By Katy Bourne
Farko Rustamovich Dosumov had no plans to go to the United States. The then 18 year-old was living in Tashkent, Uzbekistan, going to college and playing bass in rock bands. The eventual goal was to move to Moscow with his identical twin brother, Fedor, and to form a band. When a musician friend suggested that Dosumov buy a lottery ticket for a green card to the United States, he did so on a fluke. He promptly forgot about it. About this time, Dosumov and another musician visited an apartment of a friend for the purpose of getting a blown amp fixed. Their friend was not home, but the musician with Dosumov asked if he wanted to "meet a really strange guy", who lived in the same apartment building. The really strange guy turned out to be the bassist, Sergey Gilev, a respected member of the Uzbek jazz scene. That afternoon, Giley showed jazz videos to the two young musicians. It was Dosumov's first exposure to the likes of Stanley Jordon and Miles Davis. Dosumov soon began studying and playing regularly with Giley. Six months later, while Dosumov was watching television, a package arrived in the mail. Dosumov handed the package to his father, not even checking to see whom it was addressed to. His father returned to the room and handed him back the package. "It's for you", he said. Dosumov looked at the package and in a moment he knew. His life was about to change forever.
It would be two years before Dosumov would arrive in the United States. After initial notification of his winning, it was an-other 6 months before Dosumov received the massive packet of requisite applications, forms and other documents he would need to complete before leaving. After turning in the first round of paperwork, there was another period of waiting. Dosumov had to travel to Moscow for an interview at the United States Embassy. This interview, Dosumov happily recalls, was initially scheduled for March 8, which was International Women's Day, a European holiday. Because all government offices were closed, his inter-view was rescheduled for the following day. After the interview, there was still more paperwork to complete and process, and Dosumov returned to Tashkent to do so. One day, while Dosumov was running errands in Tashkent, a series of car bombs went off. One of the buildings he had frequented for assistance in processing his paperwork was heavily damaged. Dosumov made his way home that day despite the horror and the mayhem, but he had the troubling thought that with this new wave of unrest and violence, there was no way he would be leaving Uzbekistan anytime soon. Fate would have it differently, however, and three months later, Dosumov was on a plane to the United States. This was 1999.

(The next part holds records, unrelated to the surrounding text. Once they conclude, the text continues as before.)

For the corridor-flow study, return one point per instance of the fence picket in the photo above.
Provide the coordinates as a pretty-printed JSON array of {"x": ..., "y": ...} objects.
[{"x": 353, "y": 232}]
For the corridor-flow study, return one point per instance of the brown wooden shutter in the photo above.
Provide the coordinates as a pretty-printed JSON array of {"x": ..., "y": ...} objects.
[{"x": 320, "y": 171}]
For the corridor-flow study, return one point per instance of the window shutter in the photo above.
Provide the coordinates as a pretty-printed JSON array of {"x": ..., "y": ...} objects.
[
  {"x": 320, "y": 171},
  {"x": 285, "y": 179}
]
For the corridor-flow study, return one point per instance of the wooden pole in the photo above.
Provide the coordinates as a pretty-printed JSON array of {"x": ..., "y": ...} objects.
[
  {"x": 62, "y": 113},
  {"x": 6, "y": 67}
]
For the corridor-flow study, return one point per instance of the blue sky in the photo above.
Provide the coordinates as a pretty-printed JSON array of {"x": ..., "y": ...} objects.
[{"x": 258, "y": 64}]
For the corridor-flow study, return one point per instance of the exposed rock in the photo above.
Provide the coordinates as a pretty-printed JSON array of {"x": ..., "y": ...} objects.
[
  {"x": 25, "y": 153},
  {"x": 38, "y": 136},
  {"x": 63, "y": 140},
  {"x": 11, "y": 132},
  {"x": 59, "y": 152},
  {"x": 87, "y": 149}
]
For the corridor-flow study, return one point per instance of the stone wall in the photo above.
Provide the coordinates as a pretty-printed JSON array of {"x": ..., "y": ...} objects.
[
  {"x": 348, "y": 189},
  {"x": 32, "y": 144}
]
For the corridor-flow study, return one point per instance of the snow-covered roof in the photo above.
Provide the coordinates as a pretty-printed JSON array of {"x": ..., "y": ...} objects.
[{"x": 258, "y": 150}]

Meanwhile, 6259 miles away in Seattle, Washington, Michael Gotz was immersed in songwriting and recording. He was fascinated with the emerging trend of Internet music. Gotz was recording and mixing his original compositions and then posting them on the now defunct MP3.com. He tracked his songs regularly, seeing where they were on the charts and constantly finding new and better ways to enhance the sound and character of the music. Before diving into Internet music, Gotz had long been a fixture in the Seattle music scene, playing guitar in such notable groups as Passages, 381, The Jazz Police, The Northwest Girl's Choir and the popular reggae band, The Groove. He'd also played piano in The Jimmy Dorsey Orchestra. In addition, Gotz spent time studying with many respected musicians, including Howard Roberts, Gary Peacock and Jerome Gray. His Internet period was somewhat solitary but productive. Six of Gotz's songs went to number one in the categories of jazz, jazz-fusion and instrumental rock. The tune Solid Ground was number one in the jazz category, charting above John Scofield and Diana Krall. The same tune went to number 35 overall. This was a prolific period for Gotz, and aside from the occasional pick-up gig with a country band, composing and recording were his main focus.